I try to read the Bible through each year. Some years it takes me longer. This last time it took me almost 2 years! I suppose the move, having a baby and a toddler, and a few Bible studies I did during the time slowed me down a bit. But really, there are no excuses. Thankful for God’s grace no matter what season of life we are in.
I have to be honest though, I usually do great with my reading through Genesis and Exodus but get really off track in Leviticus. It is a slow book to read. This time I’ve solved it by coupling it with the book of Psalms-one of my favorite books in the Bible so I’ve stayed more on track this year.
The other thing I did to help my reading this year is start in the New Testament. That way I wouldn’t slow down in the 3rd book of the Bible and get discouraged. And since I started in the New Testment, I’ve been reading through the Old Testament the last couple of months.
As I’ve read, Exodus, Leviticus, and Numbers I keep finding myself shaking my head at those stubborn Isrealites. Its hard for me to fathom how those Isrealite can question God and His control and even serve other Gods after all the signs and wonders He did for them-a cloud by day and fire by night to follow, water from the rock, manna from heaven, the parting of the Red Sea, etc., etc., etc.
Gosh, I could only dream of seeing those kind of manifestations in my lifetime!
The Isrealites got see firsthand unfathomable miracles yet they grumbled, complained, questioned, and even turned their backs on God. It seems so hard to understand!
But does it?
The other morning during my quiet time I was praying and talking to God bout a question I have and whether He is leading me in that direction or not. I kept saying, “Lord, I just need to know. Please show me. I don’t want to miss you.” Immediately, I was reminded of the Isrealites and how God kept providing for them and giving them signs that He was with them yet they continued to question Him.

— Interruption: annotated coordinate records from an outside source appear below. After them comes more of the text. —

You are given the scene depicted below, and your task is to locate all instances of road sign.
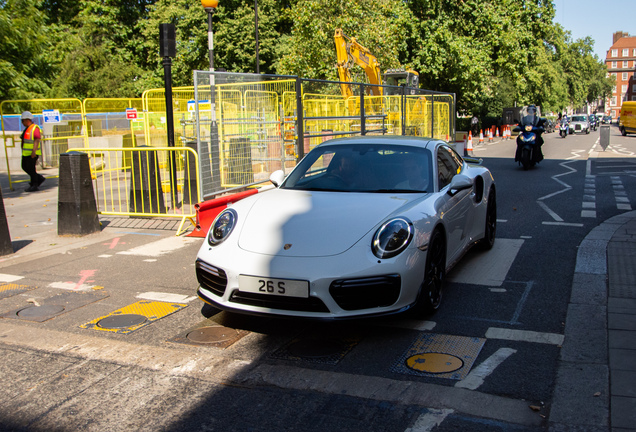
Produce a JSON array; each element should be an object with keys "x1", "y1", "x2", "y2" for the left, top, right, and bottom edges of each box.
[
  {"x1": 42, "y1": 110, "x2": 62, "y2": 124},
  {"x1": 126, "y1": 108, "x2": 137, "y2": 120}
]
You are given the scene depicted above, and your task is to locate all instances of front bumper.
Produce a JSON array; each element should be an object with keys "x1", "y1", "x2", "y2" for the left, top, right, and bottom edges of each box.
[{"x1": 196, "y1": 244, "x2": 426, "y2": 319}]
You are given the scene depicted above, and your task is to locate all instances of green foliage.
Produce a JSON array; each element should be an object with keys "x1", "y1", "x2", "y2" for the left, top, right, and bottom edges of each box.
[{"x1": 0, "y1": 0, "x2": 614, "y2": 118}]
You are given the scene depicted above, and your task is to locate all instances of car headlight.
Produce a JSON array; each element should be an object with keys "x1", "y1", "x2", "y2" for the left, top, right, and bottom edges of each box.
[
  {"x1": 208, "y1": 209, "x2": 238, "y2": 246},
  {"x1": 371, "y1": 217, "x2": 414, "y2": 259}
]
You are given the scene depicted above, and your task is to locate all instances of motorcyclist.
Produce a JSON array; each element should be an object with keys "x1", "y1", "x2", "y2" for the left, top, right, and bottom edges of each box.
[{"x1": 515, "y1": 105, "x2": 546, "y2": 162}]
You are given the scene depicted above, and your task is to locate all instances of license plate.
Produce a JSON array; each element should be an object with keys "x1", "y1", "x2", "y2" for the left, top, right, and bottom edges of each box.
[{"x1": 239, "y1": 275, "x2": 309, "y2": 298}]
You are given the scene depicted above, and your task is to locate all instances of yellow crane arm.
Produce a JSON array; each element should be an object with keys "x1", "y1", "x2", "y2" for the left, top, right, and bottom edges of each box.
[{"x1": 334, "y1": 29, "x2": 382, "y2": 97}]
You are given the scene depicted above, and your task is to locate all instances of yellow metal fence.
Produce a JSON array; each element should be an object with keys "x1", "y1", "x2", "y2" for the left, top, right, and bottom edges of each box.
[{"x1": 69, "y1": 147, "x2": 201, "y2": 235}]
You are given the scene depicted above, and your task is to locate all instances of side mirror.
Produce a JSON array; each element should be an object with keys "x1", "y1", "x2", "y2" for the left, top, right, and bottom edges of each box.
[
  {"x1": 269, "y1": 170, "x2": 285, "y2": 187},
  {"x1": 448, "y1": 174, "x2": 473, "y2": 195}
]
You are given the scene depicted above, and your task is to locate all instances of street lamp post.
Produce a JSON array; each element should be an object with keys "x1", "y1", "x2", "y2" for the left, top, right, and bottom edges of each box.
[{"x1": 199, "y1": 0, "x2": 221, "y2": 192}]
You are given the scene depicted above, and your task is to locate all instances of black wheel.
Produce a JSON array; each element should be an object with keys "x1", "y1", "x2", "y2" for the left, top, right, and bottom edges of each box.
[
  {"x1": 477, "y1": 187, "x2": 497, "y2": 250},
  {"x1": 418, "y1": 230, "x2": 446, "y2": 315}
]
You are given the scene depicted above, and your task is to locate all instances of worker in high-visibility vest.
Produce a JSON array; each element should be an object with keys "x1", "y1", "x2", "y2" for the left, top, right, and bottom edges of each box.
[{"x1": 20, "y1": 111, "x2": 45, "y2": 192}]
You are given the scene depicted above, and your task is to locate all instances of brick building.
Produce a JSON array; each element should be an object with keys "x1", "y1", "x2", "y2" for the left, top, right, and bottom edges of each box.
[{"x1": 605, "y1": 31, "x2": 636, "y2": 121}]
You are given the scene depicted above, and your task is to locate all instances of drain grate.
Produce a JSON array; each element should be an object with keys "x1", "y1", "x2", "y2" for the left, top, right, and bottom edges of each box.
[
  {"x1": 97, "y1": 314, "x2": 148, "y2": 329},
  {"x1": 391, "y1": 334, "x2": 486, "y2": 380},
  {"x1": 186, "y1": 326, "x2": 240, "y2": 344}
]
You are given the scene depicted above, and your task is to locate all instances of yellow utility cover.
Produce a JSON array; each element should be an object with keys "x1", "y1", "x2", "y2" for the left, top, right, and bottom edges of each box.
[{"x1": 80, "y1": 300, "x2": 187, "y2": 334}]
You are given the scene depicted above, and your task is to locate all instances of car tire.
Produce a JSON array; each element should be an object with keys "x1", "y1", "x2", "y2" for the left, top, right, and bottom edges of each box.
[
  {"x1": 477, "y1": 187, "x2": 497, "y2": 250},
  {"x1": 417, "y1": 229, "x2": 446, "y2": 316}
]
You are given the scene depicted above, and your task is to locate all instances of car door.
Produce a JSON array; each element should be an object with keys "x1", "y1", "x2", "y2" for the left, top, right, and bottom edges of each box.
[{"x1": 437, "y1": 145, "x2": 474, "y2": 262}]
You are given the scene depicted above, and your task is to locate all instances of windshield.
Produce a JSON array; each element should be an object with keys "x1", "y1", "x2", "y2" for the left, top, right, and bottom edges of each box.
[{"x1": 281, "y1": 143, "x2": 433, "y2": 193}]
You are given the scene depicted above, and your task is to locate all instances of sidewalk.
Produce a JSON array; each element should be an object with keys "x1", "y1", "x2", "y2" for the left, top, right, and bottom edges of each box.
[{"x1": 550, "y1": 211, "x2": 636, "y2": 432}]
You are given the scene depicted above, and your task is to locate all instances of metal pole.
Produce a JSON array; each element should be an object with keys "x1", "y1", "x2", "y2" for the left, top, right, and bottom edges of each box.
[{"x1": 254, "y1": 0, "x2": 261, "y2": 74}]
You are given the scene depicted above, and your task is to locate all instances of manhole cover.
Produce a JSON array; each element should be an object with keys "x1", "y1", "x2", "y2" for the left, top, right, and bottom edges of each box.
[
  {"x1": 287, "y1": 339, "x2": 347, "y2": 358},
  {"x1": 97, "y1": 314, "x2": 148, "y2": 329},
  {"x1": 18, "y1": 305, "x2": 64, "y2": 318},
  {"x1": 406, "y1": 353, "x2": 464, "y2": 373},
  {"x1": 186, "y1": 326, "x2": 240, "y2": 343}
]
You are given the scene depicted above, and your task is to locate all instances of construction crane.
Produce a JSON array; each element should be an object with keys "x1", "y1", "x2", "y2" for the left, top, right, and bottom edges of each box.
[{"x1": 334, "y1": 28, "x2": 419, "y2": 97}]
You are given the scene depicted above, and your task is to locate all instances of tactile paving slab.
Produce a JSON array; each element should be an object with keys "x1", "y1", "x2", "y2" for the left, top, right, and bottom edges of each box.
[
  {"x1": 391, "y1": 334, "x2": 486, "y2": 380},
  {"x1": 0, "y1": 291, "x2": 109, "y2": 322},
  {"x1": 270, "y1": 331, "x2": 362, "y2": 365},
  {"x1": 80, "y1": 300, "x2": 188, "y2": 334}
]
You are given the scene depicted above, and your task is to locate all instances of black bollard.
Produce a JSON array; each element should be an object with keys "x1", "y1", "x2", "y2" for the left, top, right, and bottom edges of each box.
[
  {"x1": 0, "y1": 190, "x2": 13, "y2": 255},
  {"x1": 128, "y1": 146, "x2": 166, "y2": 214},
  {"x1": 57, "y1": 152, "x2": 100, "y2": 236}
]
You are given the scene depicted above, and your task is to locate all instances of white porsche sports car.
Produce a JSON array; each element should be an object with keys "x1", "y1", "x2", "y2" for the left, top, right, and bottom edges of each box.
[{"x1": 196, "y1": 136, "x2": 497, "y2": 319}]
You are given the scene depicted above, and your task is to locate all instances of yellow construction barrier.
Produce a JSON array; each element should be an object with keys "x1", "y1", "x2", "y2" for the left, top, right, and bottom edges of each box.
[
  {"x1": 0, "y1": 98, "x2": 88, "y2": 190},
  {"x1": 69, "y1": 147, "x2": 201, "y2": 235}
]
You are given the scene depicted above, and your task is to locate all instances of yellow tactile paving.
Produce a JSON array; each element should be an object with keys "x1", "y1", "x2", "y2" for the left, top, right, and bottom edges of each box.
[{"x1": 80, "y1": 300, "x2": 187, "y2": 334}]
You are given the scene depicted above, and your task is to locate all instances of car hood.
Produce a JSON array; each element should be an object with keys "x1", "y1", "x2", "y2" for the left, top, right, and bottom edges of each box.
[{"x1": 237, "y1": 189, "x2": 414, "y2": 257}]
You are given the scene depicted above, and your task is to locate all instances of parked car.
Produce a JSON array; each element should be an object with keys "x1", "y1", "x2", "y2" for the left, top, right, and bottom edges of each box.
[
  {"x1": 570, "y1": 114, "x2": 590, "y2": 134},
  {"x1": 618, "y1": 101, "x2": 636, "y2": 136},
  {"x1": 196, "y1": 136, "x2": 497, "y2": 319},
  {"x1": 588, "y1": 114, "x2": 598, "y2": 130}
]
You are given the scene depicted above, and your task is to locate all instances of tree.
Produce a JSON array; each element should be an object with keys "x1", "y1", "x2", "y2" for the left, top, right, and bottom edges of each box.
[{"x1": 0, "y1": 0, "x2": 52, "y2": 100}]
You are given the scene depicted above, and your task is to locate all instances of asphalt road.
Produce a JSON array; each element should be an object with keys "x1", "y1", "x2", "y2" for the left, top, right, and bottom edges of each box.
[{"x1": 0, "y1": 123, "x2": 636, "y2": 432}]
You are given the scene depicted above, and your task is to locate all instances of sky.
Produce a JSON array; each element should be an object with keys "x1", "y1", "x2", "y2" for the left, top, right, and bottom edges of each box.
[{"x1": 552, "y1": 0, "x2": 636, "y2": 60}]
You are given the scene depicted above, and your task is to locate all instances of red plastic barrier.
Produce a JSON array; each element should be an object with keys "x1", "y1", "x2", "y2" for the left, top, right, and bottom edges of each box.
[{"x1": 186, "y1": 189, "x2": 258, "y2": 237}]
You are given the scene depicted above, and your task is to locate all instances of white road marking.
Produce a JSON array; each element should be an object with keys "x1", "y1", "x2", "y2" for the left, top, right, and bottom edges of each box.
[
  {"x1": 137, "y1": 291, "x2": 197, "y2": 303},
  {"x1": 448, "y1": 239, "x2": 525, "y2": 287},
  {"x1": 0, "y1": 273, "x2": 24, "y2": 283},
  {"x1": 404, "y1": 408, "x2": 455, "y2": 432},
  {"x1": 117, "y1": 236, "x2": 197, "y2": 257},
  {"x1": 486, "y1": 327, "x2": 565, "y2": 345},
  {"x1": 542, "y1": 221, "x2": 583, "y2": 227},
  {"x1": 455, "y1": 348, "x2": 517, "y2": 390},
  {"x1": 49, "y1": 282, "x2": 96, "y2": 291}
]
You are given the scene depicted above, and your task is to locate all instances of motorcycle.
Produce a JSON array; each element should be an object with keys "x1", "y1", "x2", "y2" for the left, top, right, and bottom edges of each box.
[{"x1": 513, "y1": 125, "x2": 544, "y2": 170}]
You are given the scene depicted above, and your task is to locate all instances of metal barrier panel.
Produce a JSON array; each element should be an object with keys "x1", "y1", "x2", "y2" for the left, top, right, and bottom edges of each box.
[
  {"x1": 0, "y1": 98, "x2": 88, "y2": 190},
  {"x1": 188, "y1": 71, "x2": 455, "y2": 198},
  {"x1": 69, "y1": 146, "x2": 201, "y2": 235},
  {"x1": 193, "y1": 71, "x2": 296, "y2": 197}
]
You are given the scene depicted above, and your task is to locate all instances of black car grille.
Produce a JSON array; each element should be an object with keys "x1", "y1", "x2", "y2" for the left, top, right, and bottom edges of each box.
[
  {"x1": 230, "y1": 290, "x2": 329, "y2": 312},
  {"x1": 329, "y1": 274, "x2": 401, "y2": 310},
  {"x1": 196, "y1": 260, "x2": 227, "y2": 297}
]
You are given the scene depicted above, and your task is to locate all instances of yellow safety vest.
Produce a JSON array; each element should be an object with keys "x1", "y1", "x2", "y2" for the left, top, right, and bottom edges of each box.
[{"x1": 22, "y1": 123, "x2": 42, "y2": 156}]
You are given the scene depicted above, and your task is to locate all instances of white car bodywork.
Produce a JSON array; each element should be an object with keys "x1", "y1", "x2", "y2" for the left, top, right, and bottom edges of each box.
[{"x1": 197, "y1": 137, "x2": 496, "y2": 319}]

God has been leading me in this area of question. I have felt nudged and pulled to the answer. Yet, I’ve been resistant to fully accept it is God. I know its my flesh. Because my flesh doesn’t want to.
I am acting like an Isrealite. Not trusting that God is in control and that he isn’t ordering my steps just because I can’t see the big picture.
Proverbs 37:32 says, “The steps of a man are established by the LORD, And He delights in his way. When he falls, he will not be hurled headlong, Because the LORD is the One who holds his hand.”
As long as we are seeking to follow the Lord with our whole heart, He is not going to let us fall. He is ordering each of our steps.
We just have to faith it! Put our faith in Him as we take each step and are obedient to his leading.